Thanks. I knew that with our implementation of PBS it was always this
way. But there was no indication from Slurm docs that the lower 7 bits
(-128) also applied for slurm.
My exit codes from sacct are always 137:0 and 139:0 from these jobs.
Bill
On 7/25/2014 6:22 PM, Danny Auble wrote:
Paul is correct,
Before 14.03.5 Slurm didn't obey POSIX convention but now does.
Basically if the job was signaled in some fashion the exit code is
increased by 128 to show this is the case.
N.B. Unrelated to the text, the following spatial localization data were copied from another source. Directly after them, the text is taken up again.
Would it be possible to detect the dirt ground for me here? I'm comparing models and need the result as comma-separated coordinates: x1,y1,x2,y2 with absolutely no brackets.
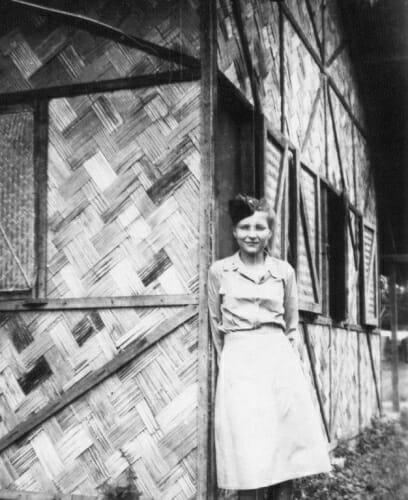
293,417,408,499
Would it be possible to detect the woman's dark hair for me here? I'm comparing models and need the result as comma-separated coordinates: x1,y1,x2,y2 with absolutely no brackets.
228,194,275,227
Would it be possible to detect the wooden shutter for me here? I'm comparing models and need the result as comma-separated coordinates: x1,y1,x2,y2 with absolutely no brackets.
361,219,379,326
291,150,321,313
264,124,290,260
346,209,362,325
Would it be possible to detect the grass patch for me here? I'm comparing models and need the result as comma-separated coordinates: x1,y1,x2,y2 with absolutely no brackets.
293,418,408,499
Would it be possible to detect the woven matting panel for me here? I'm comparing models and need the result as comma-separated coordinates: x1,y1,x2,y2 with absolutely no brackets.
296,323,330,440
330,90,355,203
331,328,359,439
0,310,198,498
286,0,323,55
358,333,379,428
284,22,321,155
0,0,199,92
47,83,200,298
217,0,281,131
0,109,35,291
217,0,253,105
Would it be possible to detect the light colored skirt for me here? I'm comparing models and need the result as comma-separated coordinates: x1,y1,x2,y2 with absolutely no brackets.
215,326,331,490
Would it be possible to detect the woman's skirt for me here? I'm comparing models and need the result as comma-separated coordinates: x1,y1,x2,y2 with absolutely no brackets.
215,326,331,490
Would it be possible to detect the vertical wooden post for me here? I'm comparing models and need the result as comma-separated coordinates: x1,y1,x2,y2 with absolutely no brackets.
33,99,48,299
198,0,217,498
390,264,400,412
279,3,285,134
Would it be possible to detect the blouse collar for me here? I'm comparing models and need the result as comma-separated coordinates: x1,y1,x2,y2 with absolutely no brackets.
221,251,283,280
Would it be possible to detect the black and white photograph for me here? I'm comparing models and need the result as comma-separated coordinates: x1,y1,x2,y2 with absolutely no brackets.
0,0,406,498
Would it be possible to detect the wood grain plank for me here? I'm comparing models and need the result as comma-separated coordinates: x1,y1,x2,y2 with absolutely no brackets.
0,295,198,311
198,0,217,497
33,100,48,299
0,70,201,105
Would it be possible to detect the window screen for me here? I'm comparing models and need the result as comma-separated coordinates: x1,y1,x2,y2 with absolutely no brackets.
0,108,35,291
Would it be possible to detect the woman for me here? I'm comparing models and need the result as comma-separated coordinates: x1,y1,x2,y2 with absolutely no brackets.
208,195,331,497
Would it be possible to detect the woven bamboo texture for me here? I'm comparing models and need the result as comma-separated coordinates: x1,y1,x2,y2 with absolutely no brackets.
217,0,281,130
284,22,324,171
0,109,35,291
330,327,360,439
296,324,331,440
286,0,322,56
47,83,200,299
217,0,253,105
0,309,198,498
0,0,199,92
329,89,356,201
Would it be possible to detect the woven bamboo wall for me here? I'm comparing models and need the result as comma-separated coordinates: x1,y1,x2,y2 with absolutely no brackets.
0,1,202,497
48,83,200,299
0,310,198,497
0,0,199,92
0,83,201,497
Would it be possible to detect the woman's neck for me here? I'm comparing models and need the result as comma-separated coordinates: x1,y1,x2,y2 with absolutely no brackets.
238,251,266,267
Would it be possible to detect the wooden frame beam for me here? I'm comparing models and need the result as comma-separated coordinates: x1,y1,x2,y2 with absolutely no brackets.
0,306,198,454
0,70,201,105
198,0,217,497
33,100,48,299
0,294,198,311
279,3,285,134
327,39,348,67
305,0,324,60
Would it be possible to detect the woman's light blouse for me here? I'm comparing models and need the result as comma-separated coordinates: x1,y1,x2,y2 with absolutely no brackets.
207,252,299,357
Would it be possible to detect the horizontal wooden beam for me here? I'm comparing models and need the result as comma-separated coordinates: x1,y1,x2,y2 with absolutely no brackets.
10,0,200,70
0,490,98,500
0,69,201,104
0,305,198,454
0,294,198,311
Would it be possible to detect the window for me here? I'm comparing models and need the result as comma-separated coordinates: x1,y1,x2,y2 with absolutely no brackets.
324,187,348,322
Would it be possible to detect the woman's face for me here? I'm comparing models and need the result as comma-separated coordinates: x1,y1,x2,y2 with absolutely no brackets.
233,211,272,257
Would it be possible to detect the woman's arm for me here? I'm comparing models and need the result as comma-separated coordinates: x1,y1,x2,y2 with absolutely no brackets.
208,264,224,361
284,264,300,346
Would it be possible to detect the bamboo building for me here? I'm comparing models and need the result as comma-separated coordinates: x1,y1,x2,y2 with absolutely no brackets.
0,0,389,498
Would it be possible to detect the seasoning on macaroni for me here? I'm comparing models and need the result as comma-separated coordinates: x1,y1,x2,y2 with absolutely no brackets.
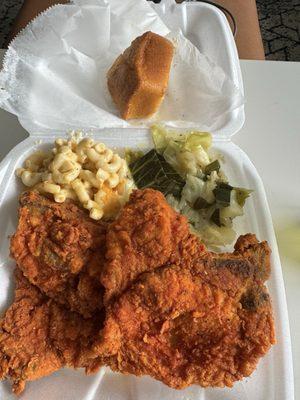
16,135,134,220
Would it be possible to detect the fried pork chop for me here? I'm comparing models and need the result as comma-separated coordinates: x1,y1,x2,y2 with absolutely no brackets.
95,233,275,389
0,269,104,394
10,191,107,317
3,188,275,393
101,189,205,303
95,189,275,389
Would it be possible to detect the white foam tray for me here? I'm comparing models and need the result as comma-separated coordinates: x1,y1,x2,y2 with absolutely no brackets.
0,131,294,400
0,1,293,400
152,0,245,138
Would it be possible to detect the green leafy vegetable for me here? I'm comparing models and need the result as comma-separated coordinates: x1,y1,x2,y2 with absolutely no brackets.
126,126,254,249
125,149,144,165
234,187,253,207
211,209,222,227
213,182,233,207
218,182,233,190
204,160,220,175
151,125,170,155
201,225,236,248
151,125,212,154
162,140,184,175
184,132,212,151
151,126,212,177
129,149,185,198
194,196,211,209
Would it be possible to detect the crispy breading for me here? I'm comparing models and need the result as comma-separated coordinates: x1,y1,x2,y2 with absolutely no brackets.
101,189,206,303
3,189,275,393
100,190,270,305
95,237,275,389
0,269,103,394
10,191,107,317
233,233,271,282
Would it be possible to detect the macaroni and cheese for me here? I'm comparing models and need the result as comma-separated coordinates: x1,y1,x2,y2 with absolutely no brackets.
16,135,134,220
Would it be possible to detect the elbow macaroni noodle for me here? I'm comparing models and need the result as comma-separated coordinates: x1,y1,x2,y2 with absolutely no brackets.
16,135,134,220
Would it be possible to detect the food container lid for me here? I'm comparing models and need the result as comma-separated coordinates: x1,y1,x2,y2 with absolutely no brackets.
153,0,245,138
0,0,244,141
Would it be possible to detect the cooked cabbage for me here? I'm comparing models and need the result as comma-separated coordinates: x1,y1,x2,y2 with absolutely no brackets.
148,126,253,248
152,125,212,177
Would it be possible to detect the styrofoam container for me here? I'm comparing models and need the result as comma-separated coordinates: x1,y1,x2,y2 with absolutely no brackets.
0,1,293,400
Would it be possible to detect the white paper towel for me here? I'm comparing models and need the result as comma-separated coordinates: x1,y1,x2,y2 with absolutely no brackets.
0,0,243,135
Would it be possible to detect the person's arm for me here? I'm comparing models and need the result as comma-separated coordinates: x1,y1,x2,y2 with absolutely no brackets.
212,0,265,60
5,0,69,47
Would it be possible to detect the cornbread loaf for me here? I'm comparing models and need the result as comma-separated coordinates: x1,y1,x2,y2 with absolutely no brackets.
107,31,174,120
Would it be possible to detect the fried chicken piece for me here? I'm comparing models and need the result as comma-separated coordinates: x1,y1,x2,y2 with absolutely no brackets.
101,188,271,305
10,191,107,317
6,188,275,392
233,233,271,282
0,269,104,394
101,189,205,303
192,233,272,299
95,234,275,389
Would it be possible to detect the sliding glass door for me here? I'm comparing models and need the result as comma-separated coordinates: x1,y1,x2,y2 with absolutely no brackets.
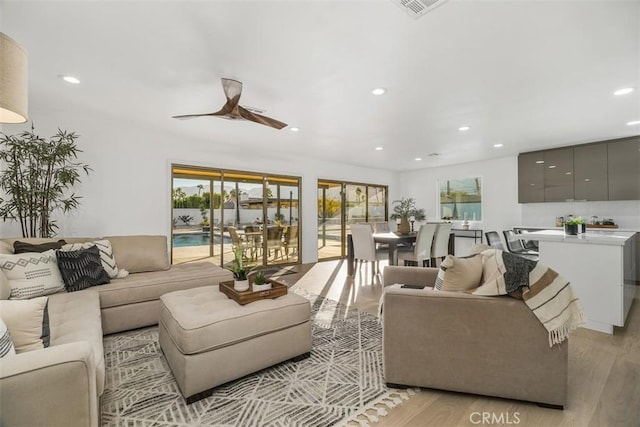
172,165,300,268
317,180,388,260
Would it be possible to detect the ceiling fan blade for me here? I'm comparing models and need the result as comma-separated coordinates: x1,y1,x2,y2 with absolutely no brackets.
221,78,242,102
172,112,222,120
238,106,288,130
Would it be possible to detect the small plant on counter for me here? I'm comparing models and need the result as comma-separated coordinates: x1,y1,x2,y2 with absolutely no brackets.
565,216,585,225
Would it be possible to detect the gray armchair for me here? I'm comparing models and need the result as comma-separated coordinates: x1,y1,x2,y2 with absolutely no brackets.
382,266,568,408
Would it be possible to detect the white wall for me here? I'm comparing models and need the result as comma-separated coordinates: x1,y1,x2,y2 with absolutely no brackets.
399,156,522,255
0,119,400,263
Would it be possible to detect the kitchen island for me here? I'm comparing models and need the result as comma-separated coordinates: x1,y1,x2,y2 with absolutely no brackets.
524,229,637,334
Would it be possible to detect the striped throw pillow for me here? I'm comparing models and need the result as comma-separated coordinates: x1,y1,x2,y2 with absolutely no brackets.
60,239,128,279
0,318,16,358
0,250,65,299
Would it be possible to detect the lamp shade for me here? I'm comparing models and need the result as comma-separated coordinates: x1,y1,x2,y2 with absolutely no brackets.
0,32,28,123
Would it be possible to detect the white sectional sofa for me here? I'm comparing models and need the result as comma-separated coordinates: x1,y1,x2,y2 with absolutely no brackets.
0,235,233,427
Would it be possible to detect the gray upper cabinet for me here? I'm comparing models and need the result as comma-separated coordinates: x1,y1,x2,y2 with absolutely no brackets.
518,152,545,203
543,147,574,202
574,143,608,201
608,137,640,200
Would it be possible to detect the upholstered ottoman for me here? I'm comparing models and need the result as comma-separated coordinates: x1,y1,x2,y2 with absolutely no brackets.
158,286,312,402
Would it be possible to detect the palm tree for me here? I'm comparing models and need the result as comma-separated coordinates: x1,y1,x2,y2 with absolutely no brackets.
196,184,204,196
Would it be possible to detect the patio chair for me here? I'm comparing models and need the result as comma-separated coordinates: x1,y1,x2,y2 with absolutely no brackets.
374,222,390,233
228,226,251,258
266,227,284,259
283,225,298,259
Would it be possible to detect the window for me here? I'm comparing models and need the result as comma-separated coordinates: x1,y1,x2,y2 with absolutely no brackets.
438,177,482,221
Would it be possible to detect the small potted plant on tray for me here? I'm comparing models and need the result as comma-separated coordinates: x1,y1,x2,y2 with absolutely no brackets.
252,271,271,292
227,247,253,291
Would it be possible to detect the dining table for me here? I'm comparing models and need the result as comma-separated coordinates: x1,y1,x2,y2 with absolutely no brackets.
346,231,456,275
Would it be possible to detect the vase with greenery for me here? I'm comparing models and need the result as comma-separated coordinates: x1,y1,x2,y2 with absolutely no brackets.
390,198,426,235
227,247,253,291
0,127,91,237
564,216,585,236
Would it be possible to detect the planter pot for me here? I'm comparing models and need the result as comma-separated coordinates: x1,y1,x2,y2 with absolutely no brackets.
397,217,411,235
252,282,272,292
234,279,250,292
564,224,578,236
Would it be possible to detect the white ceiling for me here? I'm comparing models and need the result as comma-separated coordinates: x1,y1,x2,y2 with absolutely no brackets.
2,0,639,171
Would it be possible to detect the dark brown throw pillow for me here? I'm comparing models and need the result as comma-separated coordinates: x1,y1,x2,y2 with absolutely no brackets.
56,245,110,292
13,240,67,254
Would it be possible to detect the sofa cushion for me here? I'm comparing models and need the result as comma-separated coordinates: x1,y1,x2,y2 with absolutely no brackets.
94,262,233,309
104,235,169,273
0,317,16,357
13,240,67,254
0,296,49,353
440,254,483,292
47,290,105,395
160,286,310,355
0,250,65,299
60,239,127,279
56,245,111,292
0,238,98,254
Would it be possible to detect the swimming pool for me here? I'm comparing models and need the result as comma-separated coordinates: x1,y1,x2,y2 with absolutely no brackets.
172,233,232,247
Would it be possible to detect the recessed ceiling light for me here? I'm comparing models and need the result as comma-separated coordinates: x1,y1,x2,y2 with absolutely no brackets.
415,157,422,161
627,120,640,126
61,75,80,84
493,143,503,148
548,165,557,169
535,160,544,164
371,87,386,96
614,87,634,96
458,126,470,131
375,147,383,151
565,172,572,175
289,127,300,132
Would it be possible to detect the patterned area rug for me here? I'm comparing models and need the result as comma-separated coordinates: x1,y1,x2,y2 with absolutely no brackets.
101,289,412,426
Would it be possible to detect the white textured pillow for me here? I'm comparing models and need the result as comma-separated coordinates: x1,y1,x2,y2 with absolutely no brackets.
0,250,65,299
0,297,49,353
60,240,128,279
0,317,16,358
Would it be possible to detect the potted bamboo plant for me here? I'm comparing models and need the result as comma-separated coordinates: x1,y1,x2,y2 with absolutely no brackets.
227,247,253,291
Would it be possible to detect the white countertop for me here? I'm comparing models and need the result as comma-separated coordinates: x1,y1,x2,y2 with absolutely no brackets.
524,229,636,246
519,225,639,232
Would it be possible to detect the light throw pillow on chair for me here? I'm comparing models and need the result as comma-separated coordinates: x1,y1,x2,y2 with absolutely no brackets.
0,296,50,353
0,317,16,358
0,250,65,299
60,239,128,279
440,254,484,292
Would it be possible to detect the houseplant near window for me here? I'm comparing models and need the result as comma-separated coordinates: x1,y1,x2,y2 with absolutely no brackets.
564,216,585,236
252,271,271,292
0,127,91,237
390,198,426,235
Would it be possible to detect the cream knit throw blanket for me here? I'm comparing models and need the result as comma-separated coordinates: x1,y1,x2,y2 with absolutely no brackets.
472,249,585,347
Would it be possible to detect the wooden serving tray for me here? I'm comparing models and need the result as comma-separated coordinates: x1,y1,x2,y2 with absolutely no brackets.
219,280,288,305
586,224,619,229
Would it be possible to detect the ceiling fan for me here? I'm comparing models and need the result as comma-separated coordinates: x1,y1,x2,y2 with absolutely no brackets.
172,78,287,130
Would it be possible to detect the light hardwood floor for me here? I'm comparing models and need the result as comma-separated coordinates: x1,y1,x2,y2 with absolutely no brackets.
285,260,640,427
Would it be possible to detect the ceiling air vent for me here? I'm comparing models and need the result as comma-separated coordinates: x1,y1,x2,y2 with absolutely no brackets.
391,0,450,19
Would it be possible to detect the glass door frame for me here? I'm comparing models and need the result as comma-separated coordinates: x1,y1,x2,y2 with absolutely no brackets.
317,179,388,261
172,164,302,267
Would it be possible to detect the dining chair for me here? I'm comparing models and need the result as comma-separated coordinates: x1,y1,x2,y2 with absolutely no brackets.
430,223,453,266
485,231,506,251
374,222,390,233
503,230,539,261
400,223,437,267
350,224,383,274
516,229,539,251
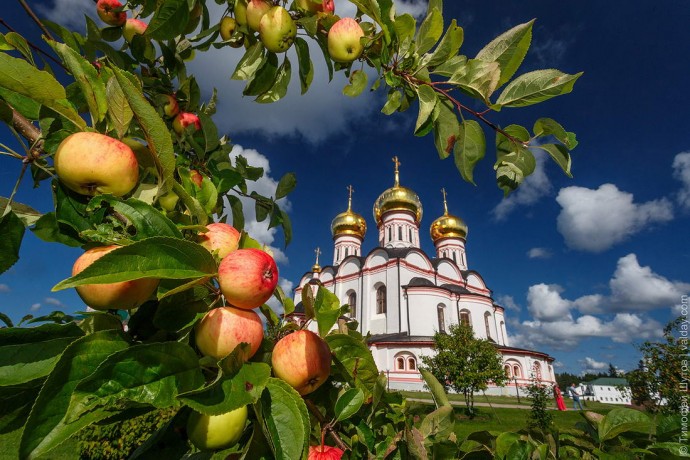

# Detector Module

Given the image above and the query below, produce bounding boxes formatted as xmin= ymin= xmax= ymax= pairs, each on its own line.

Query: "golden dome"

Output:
xmin=430 ymin=188 xmax=468 ymax=242
xmin=331 ymin=186 xmax=367 ymax=239
xmin=373 ymin=156 xmax=422 ymax=225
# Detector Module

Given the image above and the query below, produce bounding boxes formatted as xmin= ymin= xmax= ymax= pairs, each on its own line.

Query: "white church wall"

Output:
xmin=405 ymin=289 xmax=453 ymax=336
xmin=436 ymin=260 xmax=462 ymax=282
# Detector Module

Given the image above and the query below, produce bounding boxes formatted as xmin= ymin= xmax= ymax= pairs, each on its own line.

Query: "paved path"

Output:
xmin=406 ymin=397 xmax=577 ymax=411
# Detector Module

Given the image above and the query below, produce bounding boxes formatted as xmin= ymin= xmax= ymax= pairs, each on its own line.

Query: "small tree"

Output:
xmin=525 ymin=380 xmax=554 ymax=432
xmin=626 ymin=316 xmax=688 ymax=415
xmin=421 ymin=323 xmax=508 ymax=414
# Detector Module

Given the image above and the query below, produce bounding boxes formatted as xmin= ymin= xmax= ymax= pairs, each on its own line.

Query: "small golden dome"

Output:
xmin=430 ymin=188 xmax=468 ymax=242
xmin=373 ymin=156 xmax=423 ymax=225
xmin=331 ymin=186 xmax=366 ymax=239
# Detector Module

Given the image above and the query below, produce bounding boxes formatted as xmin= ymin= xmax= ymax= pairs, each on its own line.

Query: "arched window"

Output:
xmin=409 ymin=228 xmax=413 ymax=242
xmin=408 ymin=358 xmax=416 ymax=370
xmin=376 ymin=285 xmax=387 ymax=314
xmin=396 ymin=357 xmax=405 ymax=370
xmin=459 ymin=310 xmax=471 ymax=327
xmin=484 ymin=312 xmax=492 ymax=339
xmin=437 ymin=304 xmax=446 ymax=333
xmin=532 ymin=362 xmax=542 ymax=380
xmin=398 ymin=226 xmax=402 ymax=240
xmin=513 ymin=365 xmax=521 ymax=378
xmin=504 ymin=364 xmax=512 ymax=377
xmin=388 ymin=227 xmax=392 ymax=241
xmin=348 ymin=292 xmax=357 ymax=317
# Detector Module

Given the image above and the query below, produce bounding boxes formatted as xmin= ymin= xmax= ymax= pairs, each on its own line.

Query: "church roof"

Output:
xmin=406 ymin=277 xmax=435 ymax=287
xmin=496 ymin=344 xmax=555 ymax=361
xmin=585 ymin=377 xmax=629 ymax=387
xmin=368 ymin=332 xmax=435 ymax=344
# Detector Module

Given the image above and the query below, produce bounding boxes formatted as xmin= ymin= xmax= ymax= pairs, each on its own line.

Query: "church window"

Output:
xmin=513 ymin=365 xmax=521 ymax=378
xmin=459 ymin=310 xmax=471 ymax=328
xmin=348 ymin=292 xmax=356 ymax=317
xmin=484 ymin=312 xmax=492 ymax=339
xmin=532 ymin=362 xmax=542 ymax=380
xmin=504 ymin=365 xmax=512 ymax=377
xmin=409 ymin=228 xmax=413 ymax=241
xmin=408 ymin=358 xmax=416 ymax=370
xmin=396 ymin=357 xmax=405 ymax=370
xmin=398 ymin=226 xmax=402 ymax=240
xmin=437 ymin=304 xmax=446 ymax=333
xmin=376 ymin=285 xmax=387 ymax=314
xmin=452 ymin=252 xmax=457 ymax=263
xmin=388 ymin=227 xmax=392 ymax=241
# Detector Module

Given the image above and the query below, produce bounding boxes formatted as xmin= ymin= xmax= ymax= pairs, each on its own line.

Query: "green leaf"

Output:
xmin=432 ymin=96 xmax=459 ymax=159
xmin=244 ymin=52 xmax=279 ymax=97
xmin=453 ymin=119 xmax=486 ymax=184
xmin=275 ymin=172 xmax=297 ymax=200
xmin=19 ymin=330 xmax=128 ymax=460
xmin=146 ymin=0 xmax=189 ymax=40
xmin=476 ymin=20 xmax=534 ymax=88
xmin=419 ymin=368 xmax=451 ymax=408
xmin=5 ymin=32 xmax=35 ymax=65
xmin=0 ymin=336 xmax=79 ymax=386
xmin=598 ymin=408 xmax=651 ymax=442
xmin=179 ymin=345 xmax=270 ymax=415
xmin=227 ymin=195 xmax=244 ymax=232
xmin=495 ymin=69 xmax=583 ymax=108
xmin=533 ymin=117 xmax=577 ymax=149
xmin=68 ymin=341 xmax=204 ymax=419
xmin=294 ymin=37 xmax=313 ymax=95
xmin=335 ymin=388 xmax=365 ymax=422
xmin=0 ymin=377 xmax=43 ymax=434
xmin=105 ymin=77 xmax=133 ymax=139
xmin=381 ymin=89 xmax=402 ymax=115
xmin=536 ymin=143 xmax=572 ymax=177
xmin=495 ymin=432 xmax=521 ymax=458
xmin=31 ymin=212 xmax=82 ymax=247
xmin=449 ymin=58 xmax=500 ymax=103
xmin=406 ymin=427 xmax=428 ymax=460
xmin=414 ymin=84 xmax=437 ymax=136
xmin=314 ymin=286 xmax=342 ymax=337
xmin=393 ymin=14 xmax=416 ymax=56
xmin=52 ymin=42 xmax=108 ymax=123
xmin=0 ymin=211 xmax=24 ymax=274
xmin=256 ymin=57 xmax=291 ymax=103
xmin=415 ymin=7 xmax=443 ymax=55
xmin=87 ymin=196 xmax=183 ymax=240
xmin=326 ymin=334 xmax=379 ymax=396
xmin=232 ymin=42 xmax=266 ymax=81
xmin=260 ymin=378 xmax=310 ymax=460
xmin=0 ymin=52 xmax=66 ymax=102
xmin=425 ymin=19 xmax=463 ymax=69
xmin=343 ymin=70 xmax=368 ymax=98
xmin=420 ymin=405 xmax=453 ymax=439
xmin=52 ymin=236 xmax=218 ymax=290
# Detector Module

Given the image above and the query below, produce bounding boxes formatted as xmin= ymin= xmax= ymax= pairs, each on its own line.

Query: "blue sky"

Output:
xmin=1 ymin=0 xmax=689 ymax=376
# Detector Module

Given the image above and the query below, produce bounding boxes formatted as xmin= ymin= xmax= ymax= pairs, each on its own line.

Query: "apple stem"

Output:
xmin=305 ymin=399 xmax=349 ymax=452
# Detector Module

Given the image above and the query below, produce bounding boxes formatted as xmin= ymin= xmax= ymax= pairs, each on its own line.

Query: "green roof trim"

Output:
xmin=586 ymin=377 xmax=629 ymax=386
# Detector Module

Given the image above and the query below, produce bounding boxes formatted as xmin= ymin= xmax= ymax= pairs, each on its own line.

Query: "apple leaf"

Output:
xmin=419 ymin=368 xmax=451 ymax=408
xmin=475 ymin=20 xmax=534 ymax=89
xmin=536 ymin=143 xmax=572 ymax=177
xmin=260 ymin=378 xmax=310 ymax=460
xmin=495 ymin=69 xmax=583 ymax=108
xmin=453 ymin=119 xmax=486 ymax=185
xmin=146 ymin=0 xmax=189 ymax=40
xmin=0 ymin=210 xmax=24 ymax=275
xmin=256 ymin=57 xmax=291 ymax=104
xmin=86 ymin=195 xmax=183 ymax=240
xmin=326 ymin=334 xmax=379 ymax=397
xmin=335 ymin=388 xmax=365 ymax=422
xmin=424 ymin=19 xmax=463 ymax=69
xmin=314 ymin=286 xmax=342 ymax=338
xmin=343 ymin=70 xmax=368 ymax=97
xmin=0 ymin=52 xmax=66 ymax=102
xmin=232 ymin=42 xmax=266 ymax=81
xmin=105 ymin=77 xmax=133 ymax=138
xmin=275 ymin=172 xmax=297 ymax=200
xmin=19 ymin=330 xmax=129 ymax=460
xmin=294 ymin=37 xmax=313 ymax=95
xmin=414 ymin=84 xmax=437 ymax=136
xmin=432 ymin=96 xmax=459 ymax=159
xmin=415 ymin=6 xmax=443 ymax=55
xmin=52 ymin=236 xmax=218 ymax=291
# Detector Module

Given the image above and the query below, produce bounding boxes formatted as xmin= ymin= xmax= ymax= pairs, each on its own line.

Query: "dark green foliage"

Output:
xmin=77 ymin=407 xmax=177 ymax=460
xmin=524 ymin=380 xmax=554 ymax=432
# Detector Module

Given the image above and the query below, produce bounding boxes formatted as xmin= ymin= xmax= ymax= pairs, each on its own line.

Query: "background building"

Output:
xmin=289 ymin=158 xmax=556 ymax=393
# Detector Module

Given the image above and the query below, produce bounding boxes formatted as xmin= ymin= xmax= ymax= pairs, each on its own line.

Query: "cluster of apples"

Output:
xmin=95 ymin=0 xmax=147 ymax=43
xmin=219 ymin=0 xmax=365 ymax=63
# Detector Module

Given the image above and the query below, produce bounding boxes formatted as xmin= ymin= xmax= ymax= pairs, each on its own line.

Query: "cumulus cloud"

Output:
xmin=527 ymin=247 xmax=551 ymax=259
xmin=556 ymin=184 xmax=673 ymax=252
xmin=492 ymin=154 xmax=552 ymax=221
xmin=494 ymin=294 xmax=520 ymax=311
xmin=225 ymin=145 xmax=292 ymax=264
xmin=580 ymin=356 xmax=608 ymax=374
xmin=30 ymin=303 xmax=41 ymax=312
xmin=266 ymin=278 xmax=295 ymax=316
xmin=35 ymin=0 xmax=94 ymax=31
xmin=0 ymin=284 xmax=9 ymax=293
xmin=673 ymin=152 xmax=690 ymax=210
xmin=526 ymin=284 xmax=573 ymax=322
xmin=44 ymin=297 xmax=65 ymax=308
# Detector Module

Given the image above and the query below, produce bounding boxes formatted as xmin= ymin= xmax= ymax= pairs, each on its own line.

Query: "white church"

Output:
xmin=289 ymin=158 xmax=556 ymax=393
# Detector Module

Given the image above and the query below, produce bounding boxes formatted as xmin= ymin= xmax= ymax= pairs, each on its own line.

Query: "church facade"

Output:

As an example on the command line, if I do a simple sleep and ctrl-C
it the exit code would be 130
sleep 1000
^C
echo $?
130
Before 14.03.5 srun wouldn't return just 15 in this case but we wanted
to be POSIX compliant so we modified it to increase the exit_code as
it should to be compliant.
What does sacct tell you on the jobs? For the exit code of 137 I
would expect you would get a ExitCode of 0:9 meaning you had an exit
code of 0 but it was signaled with a SIGKILL. For the 139 I would
expect a 0:11 meaning a Seg Fault happened just as Paul said.
Danny
On 07/25/2014 03:06 PM, Bill Wichser wrote:
From the documentation there is no clear explanation which I find
explaining the exit codes of jobs. I have a user experiencing exit
codes of 137 and 139. Can anyone help me to locate what this 8 bit
unsigned integer references?
Thanks,
Bill